After the perspective divide a vertex sits in a clean abstract cube: normalised device coordinates, with x_n, y_n \in [-1, 1]. Lovely — but nobody owns a monitor that runs from -1 to 1. Real screens are measured in pixels, from the corner. The viewport transform is the short, dull, essential map that turns the cube into your actual rectangle of pixels.

From the cube to the rectangle, line by line

Step 1 — name the two rectangles. The source is the NDC square [-1, 1] \times [-1, 1]. The target is the framebuffer rectangle [0, W] \times [0, H], where W and H are the width and height in pixels.

Step 2 — shift the range from [-1, 1] to [0, 2]. Add one:

x_n + 1 \;\in\; [0, 2].

Step 3 — squash [0, 2] down to [0, 1]. Halve it:

\frac{x_n + 1}{2} \;\in\; [0, 1].

Step 4 — stretch [0, 1] across the screen width. Multiply by W. That is the horizontal pixel coordinate:

x_{\text{screen}} = \frac{x_n + 1}{2}\, W.

Step 5 — do y the same way, but flip it. Here is the one trap. In NDC, y points up; on a screen, pixel rows are counted downward from the top-left corner. So the y map must reverse direction — use 1 - y_n in place of y_n + 1:

y_{\text{screen}} = \frac{1 - y_n}{2}\, H.

Check it: the top of NDC, y_n = +1, gives y_{\text{screen}} = 0 (the top row), and the bottom, y_n = -1, gives y_{\text{screen}} = H (the bottom row). The picture is the right way up.

Step 6 — carry depth along too. The third NDC coordinate z_n \in [-1, 1] is remapped to [0, 1] and stored for the depth buffer — same affine idea, no flip:

z_{\text{depth}} = \frac{z_n + 1}{2} \;\in\; [0, 1].
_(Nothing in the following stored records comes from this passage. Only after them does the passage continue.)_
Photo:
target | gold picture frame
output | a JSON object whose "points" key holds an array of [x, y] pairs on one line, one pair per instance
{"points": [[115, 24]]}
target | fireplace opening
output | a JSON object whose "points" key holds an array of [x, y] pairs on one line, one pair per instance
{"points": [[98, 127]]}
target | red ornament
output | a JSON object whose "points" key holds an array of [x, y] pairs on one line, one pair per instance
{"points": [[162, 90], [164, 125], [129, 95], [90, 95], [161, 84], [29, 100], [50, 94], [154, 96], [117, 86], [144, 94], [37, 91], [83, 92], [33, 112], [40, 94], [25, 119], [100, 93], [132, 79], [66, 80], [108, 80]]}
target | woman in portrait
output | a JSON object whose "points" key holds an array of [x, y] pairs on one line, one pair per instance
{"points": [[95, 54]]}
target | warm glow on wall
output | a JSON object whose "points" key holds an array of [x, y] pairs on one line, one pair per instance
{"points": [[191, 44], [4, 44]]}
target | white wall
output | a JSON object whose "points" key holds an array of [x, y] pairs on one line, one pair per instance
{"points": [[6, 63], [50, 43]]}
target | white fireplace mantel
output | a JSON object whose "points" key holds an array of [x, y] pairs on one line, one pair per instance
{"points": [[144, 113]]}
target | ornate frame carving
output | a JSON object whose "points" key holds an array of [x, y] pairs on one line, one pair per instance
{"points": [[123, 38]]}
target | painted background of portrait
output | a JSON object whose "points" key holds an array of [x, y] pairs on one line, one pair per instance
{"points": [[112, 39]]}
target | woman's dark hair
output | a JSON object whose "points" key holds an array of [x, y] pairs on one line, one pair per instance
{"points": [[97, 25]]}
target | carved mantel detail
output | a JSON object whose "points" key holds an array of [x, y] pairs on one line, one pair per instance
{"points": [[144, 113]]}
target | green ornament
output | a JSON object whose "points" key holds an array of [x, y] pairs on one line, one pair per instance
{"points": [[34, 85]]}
Step 7 — recognise the whole thing. Every line above is just a scale plus a translate per axis. No rotation, no perspective — that work is already done. The viewport transform is the gentle final handshake that delivers a vertex to a pixel.

The viewport transform maps normalised device coordinates onto the framebuffer:

It sends the NDC square [-1, 1]^2 to the pixel rectangle [0, W] \times [0, H].
It is a pure scale-plus-translate per axis: x_{\text{screen}} = \tfrac{x_n + 1}{2} W.
The y axis is flipped, because screens count rows downward: y_{\text{screen}} = \tfrac{1 - y_n}{2} H.
Depth is remapped to [0, 1] for the z-buffer, z_{\text{depth}} = \tfrac{z_n + 1}{2}.

A pixel is not a point; it is a little square with area. A framebuffer of width W has columns indexed 0, 1, \dots, W-1, and the centre of column i sits at the half-integer coordinate i + 0.5. Rasterisers sample at those centres, so a point that lands exactly on an integer boundary is ambiguous between two pixels — the classic off-by-one that leaves a one-pixel seam between two abutting quads.

That is why the convention is to treat (0.5, 0.5) as the centre of the top-left pixel, and why a full-screen blit that maps NDC [-1, 1] onto [0, W] hits pixel edges, not centres. Get the half-pixel offset wrong and your beautiful render is mysteriously blurry: every texel is sampled halfway between two source pixels.